Resposta. Outra vez, parece-me que há que precisar.
A segunda operação não põe ordem aos conceitos; apenas atribui com verdade
ou com falsidade um conceito
a outro,
um predicado
a um
sujeito.
f) “Não é por isto que elas existem e se
completam? Perdoe-me se insisto em pensar que a confusão de qualquer idéia,
mesmo as platônicas, resolvem-se nas operações intelectivas seguintes.”

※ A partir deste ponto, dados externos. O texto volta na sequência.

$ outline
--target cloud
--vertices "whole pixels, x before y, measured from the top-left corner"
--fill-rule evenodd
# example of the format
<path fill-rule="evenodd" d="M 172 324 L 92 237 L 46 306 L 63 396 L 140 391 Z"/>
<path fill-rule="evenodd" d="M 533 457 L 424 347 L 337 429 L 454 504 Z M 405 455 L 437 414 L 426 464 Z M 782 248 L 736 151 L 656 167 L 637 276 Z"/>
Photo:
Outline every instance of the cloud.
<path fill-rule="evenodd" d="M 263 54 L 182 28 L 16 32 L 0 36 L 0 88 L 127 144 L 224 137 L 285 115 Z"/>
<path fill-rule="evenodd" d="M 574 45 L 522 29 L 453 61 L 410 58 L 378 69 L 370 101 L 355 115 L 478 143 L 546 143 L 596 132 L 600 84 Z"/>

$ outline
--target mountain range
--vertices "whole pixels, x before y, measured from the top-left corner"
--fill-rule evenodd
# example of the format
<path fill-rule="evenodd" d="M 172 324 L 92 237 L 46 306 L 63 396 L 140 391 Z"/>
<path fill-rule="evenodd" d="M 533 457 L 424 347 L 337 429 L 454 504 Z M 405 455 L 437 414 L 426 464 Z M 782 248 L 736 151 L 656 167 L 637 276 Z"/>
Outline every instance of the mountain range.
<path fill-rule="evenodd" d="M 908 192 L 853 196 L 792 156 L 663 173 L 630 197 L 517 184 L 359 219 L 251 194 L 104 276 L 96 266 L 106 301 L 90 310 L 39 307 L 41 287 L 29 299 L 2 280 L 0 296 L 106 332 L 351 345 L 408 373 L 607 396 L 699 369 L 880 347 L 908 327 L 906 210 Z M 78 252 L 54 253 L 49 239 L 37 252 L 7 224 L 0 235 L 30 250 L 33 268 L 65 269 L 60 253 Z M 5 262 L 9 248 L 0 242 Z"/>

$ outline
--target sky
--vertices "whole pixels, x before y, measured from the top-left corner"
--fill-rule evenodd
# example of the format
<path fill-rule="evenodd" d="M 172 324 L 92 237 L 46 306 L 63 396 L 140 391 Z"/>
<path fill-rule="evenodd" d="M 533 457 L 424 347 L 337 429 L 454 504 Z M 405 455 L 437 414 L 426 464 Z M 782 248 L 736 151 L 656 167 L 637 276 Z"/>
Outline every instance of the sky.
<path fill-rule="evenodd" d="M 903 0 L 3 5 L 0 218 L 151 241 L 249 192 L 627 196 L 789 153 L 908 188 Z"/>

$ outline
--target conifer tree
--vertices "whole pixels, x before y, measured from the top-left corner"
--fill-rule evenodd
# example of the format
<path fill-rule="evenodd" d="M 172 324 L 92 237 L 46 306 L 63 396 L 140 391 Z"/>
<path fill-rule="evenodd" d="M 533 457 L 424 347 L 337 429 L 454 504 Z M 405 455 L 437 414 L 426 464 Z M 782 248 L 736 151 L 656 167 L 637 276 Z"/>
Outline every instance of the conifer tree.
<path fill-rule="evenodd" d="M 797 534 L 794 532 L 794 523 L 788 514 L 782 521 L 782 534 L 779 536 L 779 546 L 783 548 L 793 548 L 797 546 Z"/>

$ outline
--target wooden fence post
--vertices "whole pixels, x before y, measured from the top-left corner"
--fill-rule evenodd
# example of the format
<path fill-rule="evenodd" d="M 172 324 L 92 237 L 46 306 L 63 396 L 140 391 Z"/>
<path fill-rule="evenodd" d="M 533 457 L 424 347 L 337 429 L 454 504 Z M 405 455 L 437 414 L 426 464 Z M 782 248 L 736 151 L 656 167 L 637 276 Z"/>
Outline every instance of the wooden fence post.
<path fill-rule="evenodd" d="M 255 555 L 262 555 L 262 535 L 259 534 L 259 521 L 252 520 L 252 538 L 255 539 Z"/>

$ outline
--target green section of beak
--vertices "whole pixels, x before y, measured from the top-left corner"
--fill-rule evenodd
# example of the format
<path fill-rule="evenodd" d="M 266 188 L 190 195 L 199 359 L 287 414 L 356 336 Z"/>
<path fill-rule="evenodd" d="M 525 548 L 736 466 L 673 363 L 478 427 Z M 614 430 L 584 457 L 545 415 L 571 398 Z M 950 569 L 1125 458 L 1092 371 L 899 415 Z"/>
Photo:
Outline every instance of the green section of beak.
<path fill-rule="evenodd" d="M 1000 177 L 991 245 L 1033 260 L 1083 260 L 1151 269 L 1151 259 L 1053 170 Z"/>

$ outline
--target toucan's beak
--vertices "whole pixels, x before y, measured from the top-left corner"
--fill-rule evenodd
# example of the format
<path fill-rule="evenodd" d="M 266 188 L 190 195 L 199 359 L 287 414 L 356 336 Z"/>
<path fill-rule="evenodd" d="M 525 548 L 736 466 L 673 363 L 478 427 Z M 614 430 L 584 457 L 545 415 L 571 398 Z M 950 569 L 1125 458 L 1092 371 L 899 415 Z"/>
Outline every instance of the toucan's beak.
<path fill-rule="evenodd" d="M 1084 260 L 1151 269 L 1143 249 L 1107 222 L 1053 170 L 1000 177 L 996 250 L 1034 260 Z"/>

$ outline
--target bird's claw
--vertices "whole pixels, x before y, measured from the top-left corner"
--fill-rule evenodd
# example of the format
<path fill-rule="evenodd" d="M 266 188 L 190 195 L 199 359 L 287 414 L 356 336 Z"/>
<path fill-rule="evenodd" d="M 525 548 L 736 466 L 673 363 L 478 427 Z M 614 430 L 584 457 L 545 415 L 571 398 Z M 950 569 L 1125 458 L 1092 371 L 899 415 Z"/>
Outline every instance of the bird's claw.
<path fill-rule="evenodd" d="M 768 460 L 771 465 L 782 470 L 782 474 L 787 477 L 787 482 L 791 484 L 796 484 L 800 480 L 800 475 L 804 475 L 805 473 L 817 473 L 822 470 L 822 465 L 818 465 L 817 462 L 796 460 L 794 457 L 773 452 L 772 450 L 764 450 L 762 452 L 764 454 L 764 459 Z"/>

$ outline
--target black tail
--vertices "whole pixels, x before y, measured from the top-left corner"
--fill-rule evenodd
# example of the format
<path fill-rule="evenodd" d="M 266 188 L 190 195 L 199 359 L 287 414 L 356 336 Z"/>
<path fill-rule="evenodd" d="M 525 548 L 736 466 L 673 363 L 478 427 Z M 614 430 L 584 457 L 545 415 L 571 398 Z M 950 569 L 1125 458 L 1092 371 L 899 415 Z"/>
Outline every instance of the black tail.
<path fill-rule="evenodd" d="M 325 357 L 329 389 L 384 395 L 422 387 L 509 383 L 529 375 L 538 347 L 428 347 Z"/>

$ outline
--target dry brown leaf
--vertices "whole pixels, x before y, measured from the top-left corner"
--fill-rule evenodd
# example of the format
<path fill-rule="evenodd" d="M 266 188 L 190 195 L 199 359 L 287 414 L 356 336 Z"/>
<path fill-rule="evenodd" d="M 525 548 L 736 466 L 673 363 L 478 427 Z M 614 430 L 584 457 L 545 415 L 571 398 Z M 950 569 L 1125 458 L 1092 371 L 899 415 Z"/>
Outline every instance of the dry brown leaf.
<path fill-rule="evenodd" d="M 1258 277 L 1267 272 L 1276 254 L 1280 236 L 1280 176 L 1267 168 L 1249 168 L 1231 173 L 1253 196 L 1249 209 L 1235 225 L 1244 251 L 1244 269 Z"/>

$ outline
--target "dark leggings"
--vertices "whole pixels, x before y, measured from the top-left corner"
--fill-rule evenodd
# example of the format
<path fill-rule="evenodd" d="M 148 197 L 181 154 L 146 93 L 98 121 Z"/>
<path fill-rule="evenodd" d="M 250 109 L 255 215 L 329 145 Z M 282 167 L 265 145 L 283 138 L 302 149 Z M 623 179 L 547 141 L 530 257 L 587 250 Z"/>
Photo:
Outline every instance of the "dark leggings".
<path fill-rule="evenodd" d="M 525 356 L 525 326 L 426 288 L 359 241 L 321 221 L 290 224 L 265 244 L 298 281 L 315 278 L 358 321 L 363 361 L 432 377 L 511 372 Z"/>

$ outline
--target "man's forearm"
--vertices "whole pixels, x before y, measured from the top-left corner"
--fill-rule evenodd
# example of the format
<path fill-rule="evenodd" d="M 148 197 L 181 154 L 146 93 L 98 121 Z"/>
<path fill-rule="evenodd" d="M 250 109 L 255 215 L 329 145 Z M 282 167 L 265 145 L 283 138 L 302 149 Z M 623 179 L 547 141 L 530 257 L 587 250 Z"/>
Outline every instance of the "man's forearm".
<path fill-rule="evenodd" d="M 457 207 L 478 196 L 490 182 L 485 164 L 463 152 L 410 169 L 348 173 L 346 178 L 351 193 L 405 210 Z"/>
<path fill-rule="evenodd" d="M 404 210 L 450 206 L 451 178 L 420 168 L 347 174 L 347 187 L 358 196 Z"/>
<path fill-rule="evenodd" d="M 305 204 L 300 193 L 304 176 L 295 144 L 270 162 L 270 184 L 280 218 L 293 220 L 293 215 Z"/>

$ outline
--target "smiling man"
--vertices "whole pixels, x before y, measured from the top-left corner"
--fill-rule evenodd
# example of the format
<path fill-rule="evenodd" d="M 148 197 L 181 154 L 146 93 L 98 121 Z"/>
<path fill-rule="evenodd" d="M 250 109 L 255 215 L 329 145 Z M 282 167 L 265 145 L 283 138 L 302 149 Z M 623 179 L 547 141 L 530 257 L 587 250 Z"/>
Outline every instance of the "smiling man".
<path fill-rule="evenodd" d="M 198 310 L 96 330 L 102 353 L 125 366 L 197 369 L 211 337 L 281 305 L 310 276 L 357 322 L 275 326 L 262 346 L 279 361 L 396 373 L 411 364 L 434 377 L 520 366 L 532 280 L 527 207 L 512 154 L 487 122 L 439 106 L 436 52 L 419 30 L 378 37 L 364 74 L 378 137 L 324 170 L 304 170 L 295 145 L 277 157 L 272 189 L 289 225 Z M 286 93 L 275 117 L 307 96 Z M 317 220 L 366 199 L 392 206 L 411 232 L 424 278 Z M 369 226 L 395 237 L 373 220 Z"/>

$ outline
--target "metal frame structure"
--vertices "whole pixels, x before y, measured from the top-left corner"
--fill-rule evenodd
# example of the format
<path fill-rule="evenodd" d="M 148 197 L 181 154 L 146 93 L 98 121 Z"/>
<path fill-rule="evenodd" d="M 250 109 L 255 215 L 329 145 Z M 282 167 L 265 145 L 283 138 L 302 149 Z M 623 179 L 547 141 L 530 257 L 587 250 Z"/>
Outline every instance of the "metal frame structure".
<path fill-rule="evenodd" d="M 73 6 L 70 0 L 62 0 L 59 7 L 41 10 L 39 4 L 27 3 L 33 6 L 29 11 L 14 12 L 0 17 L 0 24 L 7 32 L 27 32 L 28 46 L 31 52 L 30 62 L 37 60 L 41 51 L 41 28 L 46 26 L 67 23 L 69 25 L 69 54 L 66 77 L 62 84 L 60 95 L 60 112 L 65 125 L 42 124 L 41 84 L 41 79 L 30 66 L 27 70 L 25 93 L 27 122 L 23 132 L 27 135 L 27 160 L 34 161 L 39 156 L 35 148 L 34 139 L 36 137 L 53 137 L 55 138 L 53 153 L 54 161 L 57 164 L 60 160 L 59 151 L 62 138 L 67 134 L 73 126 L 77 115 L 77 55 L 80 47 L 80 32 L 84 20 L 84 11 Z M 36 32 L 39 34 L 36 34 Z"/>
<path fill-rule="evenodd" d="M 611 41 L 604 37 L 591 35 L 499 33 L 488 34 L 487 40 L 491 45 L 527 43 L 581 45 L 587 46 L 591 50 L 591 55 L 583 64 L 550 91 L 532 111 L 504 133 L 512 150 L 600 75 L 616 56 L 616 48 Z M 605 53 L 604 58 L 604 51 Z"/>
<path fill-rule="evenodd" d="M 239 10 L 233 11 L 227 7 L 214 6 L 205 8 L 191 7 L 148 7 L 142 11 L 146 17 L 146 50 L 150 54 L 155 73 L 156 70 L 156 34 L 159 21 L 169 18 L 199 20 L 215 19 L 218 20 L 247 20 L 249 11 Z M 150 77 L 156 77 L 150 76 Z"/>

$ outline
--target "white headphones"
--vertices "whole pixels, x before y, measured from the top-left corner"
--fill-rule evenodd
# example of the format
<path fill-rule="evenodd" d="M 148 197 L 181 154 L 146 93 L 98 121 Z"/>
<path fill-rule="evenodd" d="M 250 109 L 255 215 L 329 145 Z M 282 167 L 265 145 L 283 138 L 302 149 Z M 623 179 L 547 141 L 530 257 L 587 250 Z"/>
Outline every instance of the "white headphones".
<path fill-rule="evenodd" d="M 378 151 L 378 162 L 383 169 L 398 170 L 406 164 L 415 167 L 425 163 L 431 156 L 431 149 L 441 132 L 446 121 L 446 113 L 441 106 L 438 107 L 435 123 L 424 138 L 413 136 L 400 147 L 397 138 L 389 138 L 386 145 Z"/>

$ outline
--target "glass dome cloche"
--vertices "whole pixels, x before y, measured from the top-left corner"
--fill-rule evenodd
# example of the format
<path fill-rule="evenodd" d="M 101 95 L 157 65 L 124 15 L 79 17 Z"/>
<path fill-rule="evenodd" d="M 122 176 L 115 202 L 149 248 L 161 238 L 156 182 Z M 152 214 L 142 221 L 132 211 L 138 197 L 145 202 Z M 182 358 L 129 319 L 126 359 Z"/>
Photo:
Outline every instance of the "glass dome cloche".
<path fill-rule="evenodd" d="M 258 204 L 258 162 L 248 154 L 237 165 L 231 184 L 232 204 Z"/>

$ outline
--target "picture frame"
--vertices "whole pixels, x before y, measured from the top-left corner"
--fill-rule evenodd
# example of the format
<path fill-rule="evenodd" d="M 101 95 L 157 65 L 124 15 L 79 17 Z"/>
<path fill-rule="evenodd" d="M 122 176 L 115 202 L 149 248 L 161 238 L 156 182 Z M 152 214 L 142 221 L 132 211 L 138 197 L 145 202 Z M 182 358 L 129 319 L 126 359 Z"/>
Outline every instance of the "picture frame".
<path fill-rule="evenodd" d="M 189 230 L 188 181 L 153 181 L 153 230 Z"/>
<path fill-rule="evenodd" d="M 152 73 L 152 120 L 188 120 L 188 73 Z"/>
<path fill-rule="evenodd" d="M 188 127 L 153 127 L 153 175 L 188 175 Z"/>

Resposta. Não, não é por isso. As duas primeiras
operações do homem são da razão enquanto
intelecto, enquanto a terceira é da razão
enquanto razão. Ora, as duas primeiras operações se ordenam à terceira, e
por isso mesmo é que a terceira não visa a corrigir ou ordenar as anteriores,
nem a segunda à primeira, senão que a primeira se ordena per se sem engano à
segunda, enquanto a segunda pode ordenar-se com
verdade ou com falsidade à terceira. Por isso, se se usam na terceira
operação premissas falsas (e premissas sempre são juízos, ou seja, da segunda
operação), então se terá uma conclusão (outro juízo) também falsa.
Observação 1. Quanto às ideias que levam seu nome, Platão não errava per se na primeira operação, até por
impossível. Seu engano é científico ou metafísico, ou seja, trata-se de erro de
terceira operação por premissas ou juízos falsos, como, por exemplo, “as
essências são substâncias” (ou seja,
subsistem separadamente).
Observação 2. Há que evitar a visão estritamente cronológica e sequencial
das três operações, como se a terceira não se imiscuísse na segunda e a segunda
na primeira; mas, como o vimos, só o fazem per
accidens.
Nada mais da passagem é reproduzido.